Sintomática coincidência que tal filme esteja em cartaz justamente quando é noticiada a postura do jogador de futebol Carlitos Tevez, que disse levar o filho para receber umas “pancadas” na comunidade pobre em que seu pai nasceu para não desmunhecar: “Lito vai ao bairro comigo. É apenas um menino, mas imagina… A mãe, as irmãs, as avós; ele é o único homem. Se não o levo ao bairro (Fuerte Apache) para que ele leve algumas pancadas, ele desmunhecaria. Levo ele até lá para ele se desenvolver com os moleques, bater uma bola com eles”.
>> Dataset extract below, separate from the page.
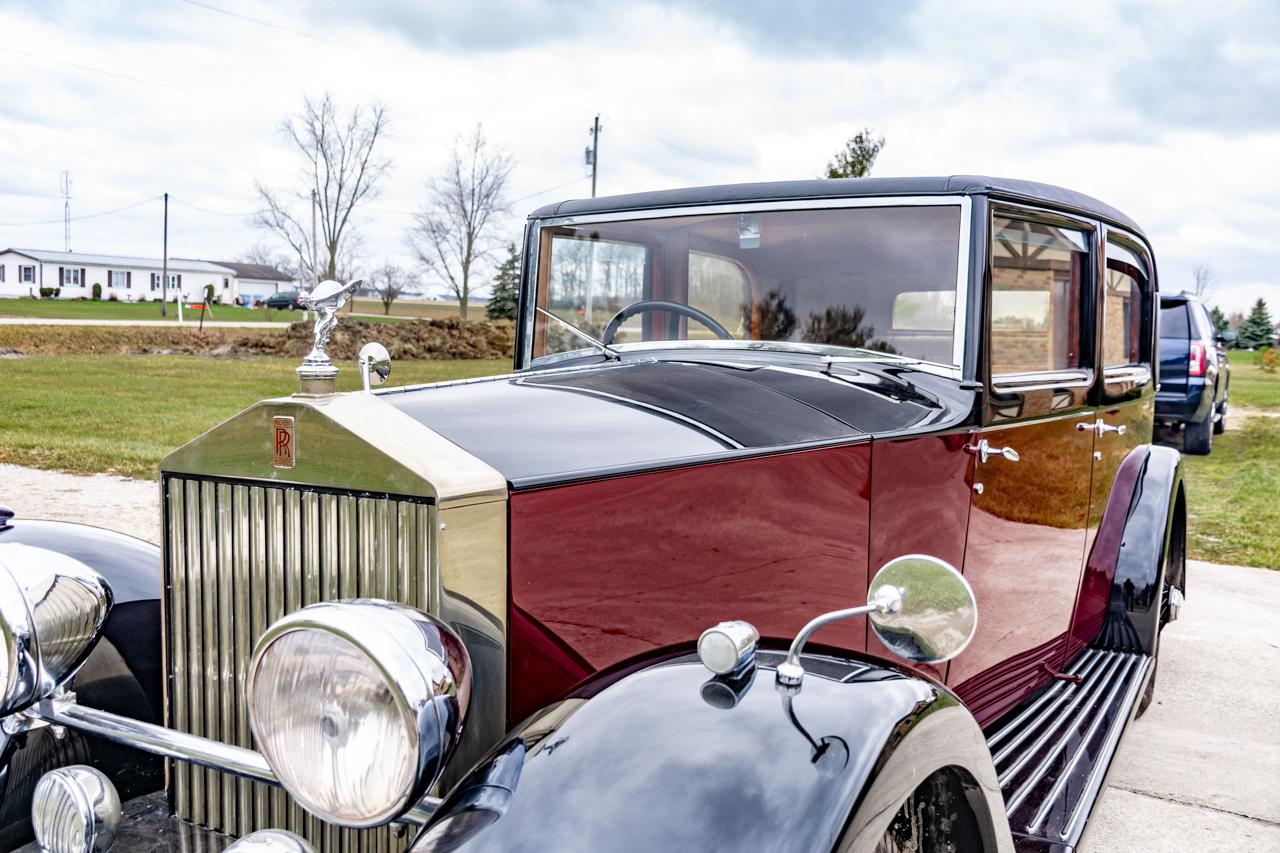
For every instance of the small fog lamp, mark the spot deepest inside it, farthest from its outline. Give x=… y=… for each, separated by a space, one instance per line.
x=74 y=810
x=357 y=706
x=727 y=647
x=270 y=842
Infelizmente, além das estruturas que habitualmente enquadram os padrões de gênero, notam-se inúmeros e frequentes casos de pais que impõem violentamente a seus filhos normas de comportamento masculino para que se tornem “homens de verdade”. Longe de ser um problema apenas da África do Sul, precisamos mesmo é olhar para essa questão no Brasil com seus índices alarmantes de machismo e de LGBTfobia.

(5) Comentários

  1. Primoroso o texto. O cinema serve a uma premente discussão do quão delicado é educar filhos homens dentro um universo ocidental ainda machista e homofóbico. Parabéns! 🙂

  2. Parabéns, seu texto escancara o machismo e a LGBTFobia que não apenas existe na sociedade ocidental.
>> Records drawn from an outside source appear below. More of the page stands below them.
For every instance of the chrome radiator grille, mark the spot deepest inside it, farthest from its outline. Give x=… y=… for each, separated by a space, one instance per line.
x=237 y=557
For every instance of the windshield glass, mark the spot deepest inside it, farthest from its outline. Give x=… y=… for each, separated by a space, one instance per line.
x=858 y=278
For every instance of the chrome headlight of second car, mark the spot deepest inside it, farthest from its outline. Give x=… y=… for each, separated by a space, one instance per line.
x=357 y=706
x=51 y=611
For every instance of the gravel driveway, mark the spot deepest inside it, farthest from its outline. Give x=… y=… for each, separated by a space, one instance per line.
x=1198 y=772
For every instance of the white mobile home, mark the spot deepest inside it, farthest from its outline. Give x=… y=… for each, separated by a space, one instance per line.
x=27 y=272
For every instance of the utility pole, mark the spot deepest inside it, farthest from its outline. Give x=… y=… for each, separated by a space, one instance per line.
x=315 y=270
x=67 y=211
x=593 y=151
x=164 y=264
    Nós vivemos em uma sociedade que foi pautada pelo o pensamento patriarcal e machista. A sociedade é dividida por uma norma de gênero vigente entre masculino e feminino que, por sua vez, define os papeis sociais de como Homens e Mulheres devem ser e se comportar. Nós somos condicionados a esses esteriótipos de gênero desde a infância. Isso é algo que já está estabelecido na sociedade antes mesmo do nosso nascimento. A sociedade é que determina os símbolos que representa o masculino e, os símbolos que representa o feminino. As pessoas que não se encaixam nesses padrões de gênero heteronormativo, são oprimidas, exlcuidas e rejeitadas. O documentário The Mask You Live In ( A Máscara em que você vive) que contém no catálogo da Netflix, explora essa questão da construção da masculinidade e constata que os Homens são educados e sociabilizados para serem Machistas. E, também nos revela que essa masculinidade tóxica também é prejudicial para os própios Homens no qual não conseguem demonstra e lidar com as suas emoções.
    Assim, eles agem de maneira agressiva e violenta, que resulta na violência contra a mulher, no assédio sexual, no estupro e na LGBTFobia.
    O que eu mais gostei desse filme é que ele aborda essa questão com um recorte racial, assim como o vencedor do Oscar Moonlight, que explora os dilemas de um jovem negro homossexual que é oprimido e hostilizado pela a sua própia comunidade.